If you asked me what I thought I was going to do at my summer job, typing up pro-Trump op-eds for homeless people would not have made my list of expectations. And yet, there I was, mid July, doing exactly that. The nonprofit where I worked is a “street paper” about poverty and homelessness, where a majority of the paper’s content is written by homeless and formerly homeless individuals in Washington, D.C. They write, we help them publish their work and they sell the final product. Each story caught me in one way or another, but it was the conservative outliers in the opinion section that gave me a window into what it looks like when unlikely voters lean Republican.
When I asked one person about why he supported Trump, he said that it was less about Trump, and more about the Democratic Party, which he once belonged to, but had since made him feel disenfranchised. As the party moves further left and becomes more progressive, he argued, it alienated him and people like him, intellectualizing their problems without making tangible strides towards solving them. The intensely adverse circumstances faced by the homeless ground their political opinions in a unique authority; one that can only be informed by experience. Because policies that regard things like shelters and Medicaid affect them directly, they understand these policies — and their many intricacies — better and more personally than the average American, including some of the politicians who write them.
It would have been easy to dismiss homeless Trump supporters as those who don’t understand their own best interests. It also would have been a huge loss, because their rationale was powerful, and indicative of a broader trend. Trump — who has been quoted calling poor people “morons” historically disparaged the black community and made comments about the low education levels of his supporters — seemed to be striking out in so many categories that I thought would be important to them. But for them, choosing a candidate wasn’t as simple as checking (or not checking) boxes.
We don’t talk about this faction in my political science classes — and I guess that makes sense. They are anomalies. Homeless Trump supporters are probably about as abundant as warm January days in Ithaca. But their party affiliations are also such a fascinating product of the shift in ideology, both from the left and from the right. They represent people who feel that they have been disenfranchised from the Democratic party, even though the party’s advertised goal is to level the playing field for them.

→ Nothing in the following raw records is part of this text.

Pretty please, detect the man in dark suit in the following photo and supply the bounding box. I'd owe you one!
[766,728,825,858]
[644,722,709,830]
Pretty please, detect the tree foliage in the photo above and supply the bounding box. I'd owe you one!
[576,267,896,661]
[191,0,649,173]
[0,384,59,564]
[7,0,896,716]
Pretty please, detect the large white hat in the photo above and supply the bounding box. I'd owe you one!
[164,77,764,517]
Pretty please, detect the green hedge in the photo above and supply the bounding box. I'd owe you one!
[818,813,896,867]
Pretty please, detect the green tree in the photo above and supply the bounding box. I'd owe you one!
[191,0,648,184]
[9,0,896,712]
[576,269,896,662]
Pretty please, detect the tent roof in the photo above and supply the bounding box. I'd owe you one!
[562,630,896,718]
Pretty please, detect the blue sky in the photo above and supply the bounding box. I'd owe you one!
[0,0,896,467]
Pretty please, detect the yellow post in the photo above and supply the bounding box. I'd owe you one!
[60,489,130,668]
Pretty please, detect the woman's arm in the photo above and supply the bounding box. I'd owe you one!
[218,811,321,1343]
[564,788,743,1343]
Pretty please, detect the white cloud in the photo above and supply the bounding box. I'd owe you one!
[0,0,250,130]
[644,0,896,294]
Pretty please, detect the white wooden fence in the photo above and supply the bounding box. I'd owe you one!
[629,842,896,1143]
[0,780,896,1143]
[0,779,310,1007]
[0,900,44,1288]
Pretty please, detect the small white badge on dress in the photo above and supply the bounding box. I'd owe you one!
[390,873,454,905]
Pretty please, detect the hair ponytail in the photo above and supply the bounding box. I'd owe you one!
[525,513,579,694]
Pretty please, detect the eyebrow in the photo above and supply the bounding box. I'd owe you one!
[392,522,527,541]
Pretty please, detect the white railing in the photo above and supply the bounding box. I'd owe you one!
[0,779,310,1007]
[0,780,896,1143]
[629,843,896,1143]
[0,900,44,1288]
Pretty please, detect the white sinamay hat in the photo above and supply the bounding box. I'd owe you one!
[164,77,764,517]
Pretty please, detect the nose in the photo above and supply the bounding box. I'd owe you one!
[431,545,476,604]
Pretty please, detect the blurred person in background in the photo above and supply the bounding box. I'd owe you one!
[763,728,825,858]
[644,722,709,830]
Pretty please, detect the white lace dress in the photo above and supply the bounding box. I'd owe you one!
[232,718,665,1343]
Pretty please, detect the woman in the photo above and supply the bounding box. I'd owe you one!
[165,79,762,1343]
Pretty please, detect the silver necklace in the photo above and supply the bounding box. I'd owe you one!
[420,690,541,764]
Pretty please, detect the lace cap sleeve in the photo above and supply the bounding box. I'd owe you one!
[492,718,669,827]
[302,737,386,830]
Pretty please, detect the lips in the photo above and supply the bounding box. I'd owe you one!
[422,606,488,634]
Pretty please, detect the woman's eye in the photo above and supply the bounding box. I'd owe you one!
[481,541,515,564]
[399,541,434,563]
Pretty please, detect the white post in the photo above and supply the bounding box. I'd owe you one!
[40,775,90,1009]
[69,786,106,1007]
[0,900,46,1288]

This phenomenon of what might be perceived as counterintuitive voting isn’t exclusive to homeless Trump supporters. Some of the most conservative and reliably Republican states are also some of the poorest in the country. Mississippi, for instance, consistently votes red. Given the average per capita income of $43,500, one would expect many voters to chose the Democrats due to their policies that support more generous public funding and more robust public support for healthcare, education, housing and food. However, personal financial gain is just one small component in the calculus of choosing a candidate or party to support.
The people I worked with knew that Trump had his faults, and even called him “crazy” in some of the same articles they wrote to endorse him. But it was in spite of those faults that they supported him. I guess if you can get past the racism, the bromance with Putin and the flagrant Islamophobia — which I would not recommend overlooking — Trump’s remaining message is similar to Sanders’ in that it strikes a populist tone that appeals to many of those struggling in or disenfranchised by modern society. And when you feel that you are someone who has been cast aside by society, or when you look to the government to help you survive, a candidate’s likability becomes a superfluous consideration if he or she has convinced you that they can truly help.
I don’t think that Trump should be president. I think his policies would be harmful to the average American, the average world citizen and especially to the people I worked with this summer. But it’s not my job to decide for them what is in their best interest. Sometimes when progressives reach out to help, I think the effort can be slightly patronizing, and movements can ignore the voices of the very people they aim to mobilize. The people who condescend to and mock Trump supporters are ironically some of the same people who create them. There is value in listening to the members of the homeless community who support Trump — not because I agree with them, and not because I think he could help them as a candidate but because, as a democrat, I think it’s very important to understand what about my own party has driven them and millions of other Americans to turn to such a radical alternative.